Many fiction readers seldom if ever read poetry. There must be devotees of poetry who miss a lot of new short story collections, too (Trueblood’s upcoming publication is a collection of short stories), and a lot of people who love novels don’t give short stories a chance. But is there a reader alive, I ask myself, any lover of writing excellence, who could resist Seven Loves? It’s hard for me to dog-ear books any more, and I’ve kept my copy of Seven Loves pristine for all the years I’ve had it, but the other night, well into the book (p. 130), I finally gave in to temptation.

“That was all right. That was as it must be. Eventually the past went from being cards laid face down to cards not held at all.”

“The gait, all her own, with which Jackie now advanced, awkward yet delicate, like a loaded camel led on a bridle.”

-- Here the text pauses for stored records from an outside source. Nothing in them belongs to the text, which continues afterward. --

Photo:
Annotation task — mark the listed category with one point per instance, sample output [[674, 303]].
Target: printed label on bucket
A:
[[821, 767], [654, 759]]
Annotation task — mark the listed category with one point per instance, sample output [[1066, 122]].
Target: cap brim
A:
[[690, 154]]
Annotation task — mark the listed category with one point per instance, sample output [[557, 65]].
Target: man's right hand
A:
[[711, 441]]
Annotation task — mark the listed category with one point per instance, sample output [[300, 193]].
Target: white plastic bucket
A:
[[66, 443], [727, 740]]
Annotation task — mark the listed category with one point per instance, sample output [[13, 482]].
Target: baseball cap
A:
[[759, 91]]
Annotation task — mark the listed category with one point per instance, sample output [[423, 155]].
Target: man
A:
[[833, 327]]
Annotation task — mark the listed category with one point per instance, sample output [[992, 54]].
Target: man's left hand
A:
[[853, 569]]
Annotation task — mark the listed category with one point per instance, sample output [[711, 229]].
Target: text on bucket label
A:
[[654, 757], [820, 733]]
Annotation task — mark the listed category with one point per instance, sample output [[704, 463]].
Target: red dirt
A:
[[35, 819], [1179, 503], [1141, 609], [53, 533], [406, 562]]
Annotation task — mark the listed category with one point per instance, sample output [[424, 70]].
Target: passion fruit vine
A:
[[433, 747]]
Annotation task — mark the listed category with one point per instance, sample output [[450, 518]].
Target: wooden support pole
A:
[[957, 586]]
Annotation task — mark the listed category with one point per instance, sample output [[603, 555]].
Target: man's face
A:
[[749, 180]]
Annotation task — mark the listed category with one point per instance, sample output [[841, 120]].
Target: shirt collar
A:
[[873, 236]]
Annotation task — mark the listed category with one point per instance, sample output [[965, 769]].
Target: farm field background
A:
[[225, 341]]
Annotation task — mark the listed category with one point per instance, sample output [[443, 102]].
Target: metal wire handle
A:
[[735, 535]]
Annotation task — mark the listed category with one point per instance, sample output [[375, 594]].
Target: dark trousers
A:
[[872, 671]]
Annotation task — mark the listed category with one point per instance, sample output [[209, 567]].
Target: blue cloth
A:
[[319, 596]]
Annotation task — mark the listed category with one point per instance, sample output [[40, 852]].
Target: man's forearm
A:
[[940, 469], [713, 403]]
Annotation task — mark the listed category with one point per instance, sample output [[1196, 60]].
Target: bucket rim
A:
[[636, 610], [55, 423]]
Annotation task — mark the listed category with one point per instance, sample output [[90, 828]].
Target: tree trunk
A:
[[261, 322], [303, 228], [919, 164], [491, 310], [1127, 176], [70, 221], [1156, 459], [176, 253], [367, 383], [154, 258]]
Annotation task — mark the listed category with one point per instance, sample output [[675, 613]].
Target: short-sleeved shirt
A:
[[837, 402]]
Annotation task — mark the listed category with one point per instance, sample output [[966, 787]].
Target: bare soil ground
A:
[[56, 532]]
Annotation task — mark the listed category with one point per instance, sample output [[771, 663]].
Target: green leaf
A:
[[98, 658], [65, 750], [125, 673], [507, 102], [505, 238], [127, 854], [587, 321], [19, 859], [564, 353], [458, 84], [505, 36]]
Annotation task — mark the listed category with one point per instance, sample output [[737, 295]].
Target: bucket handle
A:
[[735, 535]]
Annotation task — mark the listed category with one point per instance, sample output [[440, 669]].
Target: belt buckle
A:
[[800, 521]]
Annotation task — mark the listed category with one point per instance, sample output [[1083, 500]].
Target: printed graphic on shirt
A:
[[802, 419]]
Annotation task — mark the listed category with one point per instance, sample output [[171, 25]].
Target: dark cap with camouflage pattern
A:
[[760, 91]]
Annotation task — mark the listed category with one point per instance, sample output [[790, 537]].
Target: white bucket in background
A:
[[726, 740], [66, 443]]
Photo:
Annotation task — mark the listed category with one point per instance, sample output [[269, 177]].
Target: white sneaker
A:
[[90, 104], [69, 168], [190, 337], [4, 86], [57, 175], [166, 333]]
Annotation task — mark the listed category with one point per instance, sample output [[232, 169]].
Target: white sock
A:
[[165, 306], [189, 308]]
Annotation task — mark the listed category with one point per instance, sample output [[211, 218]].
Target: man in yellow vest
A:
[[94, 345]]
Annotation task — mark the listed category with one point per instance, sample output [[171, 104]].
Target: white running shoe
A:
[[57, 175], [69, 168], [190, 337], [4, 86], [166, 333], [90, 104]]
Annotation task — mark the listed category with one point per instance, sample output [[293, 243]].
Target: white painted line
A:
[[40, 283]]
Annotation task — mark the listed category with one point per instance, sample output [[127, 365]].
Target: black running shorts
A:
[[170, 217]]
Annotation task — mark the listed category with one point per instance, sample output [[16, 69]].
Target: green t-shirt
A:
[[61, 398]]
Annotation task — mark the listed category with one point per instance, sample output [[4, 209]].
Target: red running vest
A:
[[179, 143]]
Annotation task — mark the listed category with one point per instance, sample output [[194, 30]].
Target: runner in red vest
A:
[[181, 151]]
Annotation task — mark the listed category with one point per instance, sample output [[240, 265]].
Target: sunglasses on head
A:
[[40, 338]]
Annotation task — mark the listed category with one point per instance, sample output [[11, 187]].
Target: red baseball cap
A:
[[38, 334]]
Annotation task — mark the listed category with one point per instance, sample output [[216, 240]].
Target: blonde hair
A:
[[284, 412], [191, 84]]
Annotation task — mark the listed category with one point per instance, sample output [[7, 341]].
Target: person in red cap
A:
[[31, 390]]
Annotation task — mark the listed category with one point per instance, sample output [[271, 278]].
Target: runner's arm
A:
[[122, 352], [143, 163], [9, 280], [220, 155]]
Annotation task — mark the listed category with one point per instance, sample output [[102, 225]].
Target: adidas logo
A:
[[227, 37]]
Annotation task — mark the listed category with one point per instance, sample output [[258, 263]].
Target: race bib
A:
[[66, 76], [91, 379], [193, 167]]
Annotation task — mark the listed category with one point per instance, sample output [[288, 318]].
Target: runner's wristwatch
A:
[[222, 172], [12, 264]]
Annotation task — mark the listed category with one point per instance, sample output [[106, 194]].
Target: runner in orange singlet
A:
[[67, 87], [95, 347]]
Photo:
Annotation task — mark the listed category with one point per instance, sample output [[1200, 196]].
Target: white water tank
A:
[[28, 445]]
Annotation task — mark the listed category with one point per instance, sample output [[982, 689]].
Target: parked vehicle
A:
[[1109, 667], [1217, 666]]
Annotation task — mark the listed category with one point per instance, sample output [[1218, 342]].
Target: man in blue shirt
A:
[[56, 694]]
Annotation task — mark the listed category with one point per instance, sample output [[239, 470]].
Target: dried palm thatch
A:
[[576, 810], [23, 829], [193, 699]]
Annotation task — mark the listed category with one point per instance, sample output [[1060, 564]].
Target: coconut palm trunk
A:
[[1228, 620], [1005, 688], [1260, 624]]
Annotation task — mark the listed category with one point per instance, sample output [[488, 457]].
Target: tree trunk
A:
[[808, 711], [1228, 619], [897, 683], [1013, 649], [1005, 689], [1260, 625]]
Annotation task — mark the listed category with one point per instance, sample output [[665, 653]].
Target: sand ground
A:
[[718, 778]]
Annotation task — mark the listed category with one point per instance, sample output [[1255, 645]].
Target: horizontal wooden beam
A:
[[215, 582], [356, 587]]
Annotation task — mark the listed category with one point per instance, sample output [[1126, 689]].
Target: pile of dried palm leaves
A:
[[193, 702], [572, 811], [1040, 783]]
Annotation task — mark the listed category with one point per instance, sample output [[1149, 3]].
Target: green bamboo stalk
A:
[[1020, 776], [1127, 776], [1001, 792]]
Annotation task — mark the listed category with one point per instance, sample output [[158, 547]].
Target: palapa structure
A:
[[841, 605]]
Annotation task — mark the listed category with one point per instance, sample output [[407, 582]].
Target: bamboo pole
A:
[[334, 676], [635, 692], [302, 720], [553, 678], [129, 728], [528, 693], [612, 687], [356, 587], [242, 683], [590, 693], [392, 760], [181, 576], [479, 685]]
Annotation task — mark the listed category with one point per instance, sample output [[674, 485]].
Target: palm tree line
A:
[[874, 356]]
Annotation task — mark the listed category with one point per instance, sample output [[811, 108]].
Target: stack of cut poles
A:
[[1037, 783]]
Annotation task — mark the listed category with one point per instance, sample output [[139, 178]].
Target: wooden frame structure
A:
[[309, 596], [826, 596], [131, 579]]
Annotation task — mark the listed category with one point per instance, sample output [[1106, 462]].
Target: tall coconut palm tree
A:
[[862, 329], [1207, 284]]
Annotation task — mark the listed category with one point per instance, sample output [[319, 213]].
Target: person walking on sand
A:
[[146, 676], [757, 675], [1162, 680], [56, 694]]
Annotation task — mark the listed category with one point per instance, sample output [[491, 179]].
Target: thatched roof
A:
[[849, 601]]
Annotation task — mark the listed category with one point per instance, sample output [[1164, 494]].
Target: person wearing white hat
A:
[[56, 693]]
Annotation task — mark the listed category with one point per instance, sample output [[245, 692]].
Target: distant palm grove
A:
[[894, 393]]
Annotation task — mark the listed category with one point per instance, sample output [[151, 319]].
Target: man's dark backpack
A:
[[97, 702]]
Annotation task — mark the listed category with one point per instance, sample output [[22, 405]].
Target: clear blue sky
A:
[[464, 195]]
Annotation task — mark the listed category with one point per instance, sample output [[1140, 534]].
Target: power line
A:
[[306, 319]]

“When Nick died, her way back was as slow as the arrow that never arrived because the distance it was traveling could still be cut in half.”

“Twenty years had taught her to sense the approach of a given scene by its aura, and to stop the drift toward certain occasions of the past. Almost always, if they stirred in their fog she turned back.”

Only a small sample --. The thoughts and impressions of one mind, at different times of life, a rather ordinary life – but oh, how extraordinary the life of that mind’s expressions! May was a teacher for years and after her stroke is thinking back to papers her students wrote. One perennial favorite topic, she recalls while looking through an old encyclopedia, was bees.
She studied the head-on enlargement of the worker bee’s face, the giant badge eyes, blind-looking, innocent. Poor hunched compelled undesiring female. No student had written about that, the sadness of the facial configuration of the bee.
The phrase takes my breath away: “the sadness of the facial configuration of the bee.”

As author and bookseller, Trueblood and I have been in off-and-on e-mail communication since her first book appeared. I seem to remember asking her if she wrote poetry, certain that the answer would be yes, and receiving a negative reply. Well, in this novel we have May’s entire life, not merely one hushed, distilled moment, set in the middle of a page with wide margins around it -- and yet I read many poems in May’s responses to life.

How many poems are born and die unwritten and unacknowledged in a single mind? Trueblood’s gift to readers of this novel is the preservation of unique moments in her fictional central character’s life.

There was also Marry or Burn between then and now, and you can follow the link to my review of that book. You see why I am impatient for the new one? 

Yes, of course I read new books, too: Every book, if ever to be re-read, must first be read for the first time.


1 comment:

dmarks said...

You might enjoy "Bee Movie" if you like that sort of thing. Plenty of sad put-upon bees in that one.

But come to think of it, I think so many of the average worker bees in it were male. Including Jerry Seinfeld.